Ans: (i) Santhals were settled in Raj Mahal area.
(ii) Moneylenders charged the high rate of interest and took over their land when they were unable to pay die money. So they revolted against the exploitation by zamindars.
Ques 3: Describe the contribution of John Marshall in the Indian archaeology.
Ans: John Marshall is a famous archaeologist who studied Harappan civilization. Marshall tended to excavate along regular horizontal units, measured uniformly through the mound, ignoring the straight lines of the site. This meant that all the artefacts recovered from the same unit were grouped together, even they are found at different layers. As a result valuable information about the contexts of these findings have been found. There are also evidences of seals, toys, games, and stringed musical instruments in Indus valley. This shows that society at that time was civilised.
Ques 4: 'The nobility was recruited consciously by the Mughal rulers from diverse ethnic and religious groups.' Justify.
Ans: One of the most important pillar of Mughal state was its corps of officers, known as nobility. Nobility was created from diverse ethnic and religious groups which ensured that no faction was large enough to challenge the authority of state. They were as one bouquet of flowers held together by loyality to the Emperor. There were Rajputs, Indian Muslims, Turanis and Iranians also.
All holders to the government offices held ranks or mansabs having designation of Zat it was the indication of the position in the imperial hierarchy and the salary of Mansabdar, and the second one was of Sawar indicating the number of horse men required to maintain in. service.
The nobles participated in military campaigns and also served as officers of the empire in provinces.
Ques 5: 'In the late 12th Century, the Chishtis adapted to the local environment and adopted features of Indian devotional traditions.? Explain.
Answer: Chistis were a part of Sufi's hospices of Khanqah. There were small rooms & halls for students to live and pray.
They adapted features of Indian devotional traditions.

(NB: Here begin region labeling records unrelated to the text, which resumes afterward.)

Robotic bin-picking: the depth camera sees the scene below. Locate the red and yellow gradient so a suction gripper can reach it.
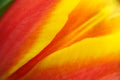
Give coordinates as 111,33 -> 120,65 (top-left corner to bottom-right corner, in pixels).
0,0 -> 120,80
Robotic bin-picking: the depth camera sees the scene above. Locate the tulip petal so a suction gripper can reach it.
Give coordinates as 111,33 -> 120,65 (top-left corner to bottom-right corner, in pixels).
20,33 -> 120,80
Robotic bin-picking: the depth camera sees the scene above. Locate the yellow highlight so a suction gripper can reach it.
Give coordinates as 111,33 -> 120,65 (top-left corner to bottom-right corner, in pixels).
2,0 -> 80,79
39,33 -> 120,69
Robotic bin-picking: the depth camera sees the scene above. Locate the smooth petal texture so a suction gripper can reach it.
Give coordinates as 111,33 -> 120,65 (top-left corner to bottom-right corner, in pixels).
0,0 -> 120,80
20,33 -> 120,80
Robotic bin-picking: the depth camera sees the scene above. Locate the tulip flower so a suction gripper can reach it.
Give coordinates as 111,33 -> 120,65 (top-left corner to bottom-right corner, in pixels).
0,0 -> 120,80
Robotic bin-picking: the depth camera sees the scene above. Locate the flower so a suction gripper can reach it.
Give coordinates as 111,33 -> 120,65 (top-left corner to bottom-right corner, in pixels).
0,0 -> 120,80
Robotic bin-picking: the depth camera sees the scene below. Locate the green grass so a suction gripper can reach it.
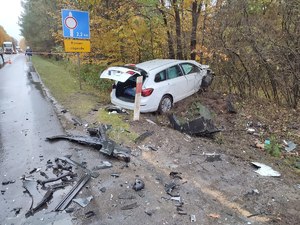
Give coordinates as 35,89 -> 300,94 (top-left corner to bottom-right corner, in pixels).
33,56 -> 109,117
32,56 -> 138,144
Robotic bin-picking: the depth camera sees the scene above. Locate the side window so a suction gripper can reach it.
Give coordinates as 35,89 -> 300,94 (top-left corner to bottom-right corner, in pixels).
154,70 -> 166,82
167,66 -> 182,79
181,63 -> 200,75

(i) They converted Hindus to Islam.
(ii) They used the language of people to propagate their religious ideas.
(iii) They spread Islam among lower class of society.
(iv) Sultan also granted them free lands to the Khanqahs.
(v) Shaikh Moinuddin Chishti called the Khawaja was the first saint of Chishti order.
(vi) Three most famous Dargah setup by Chishti Order are Nizamuddin (Delhi), Fatehpur Sikri (Agra) and Ajmer.
Ques 6: Examine why Quit India Movement was started and how do you think the Quit India Movement was genuinely a mass movement.
'Oral testimonies and memories are the important sources for constructing the history of partition of India.' Examine the statement.
Ans: Quit India Movement was started in 1942 because:
(a) Cripps Mission was failed.
(b) The entry of the Axis power Japan in India during the Second World War.
(c) Defeat of British in Second World War.
(d) Gandhiji launched "Quit India Movement" against the British rule.
(e) It was a mass movement bringing into the ambit, hundred of thousands ordinary Indians.
(f) It especially energised the young who in large number left their college and joined Congress, whose leaders captivated in jails.
Oral narratives and memories are the important sources for constructing the history of partition of India.
(a) Memories and Experiences: Millions of people viewed Partition in terms of the suffering and challenges of times. For them it was no more constitutional divisions or just the party politics of the Muslim League, Congress and others. For them, it meant the unexpected alterations in life as it is unfolded between 1946 and 1950 and beyond requiring psychological, emotional and social adjustments. Memories and experiences shape the reality of an event.
(b) Oral Narration: Oral history allows historians to broaden, the boundaries of their discipline by rescuing from oblivion, the lived experience of the poor and the powerless. The oral history of partition has succeeded in exploring the experiences of those men and women whose experience has hitherto been ignored, taken for granted or mentioned only in passing in mainstream history.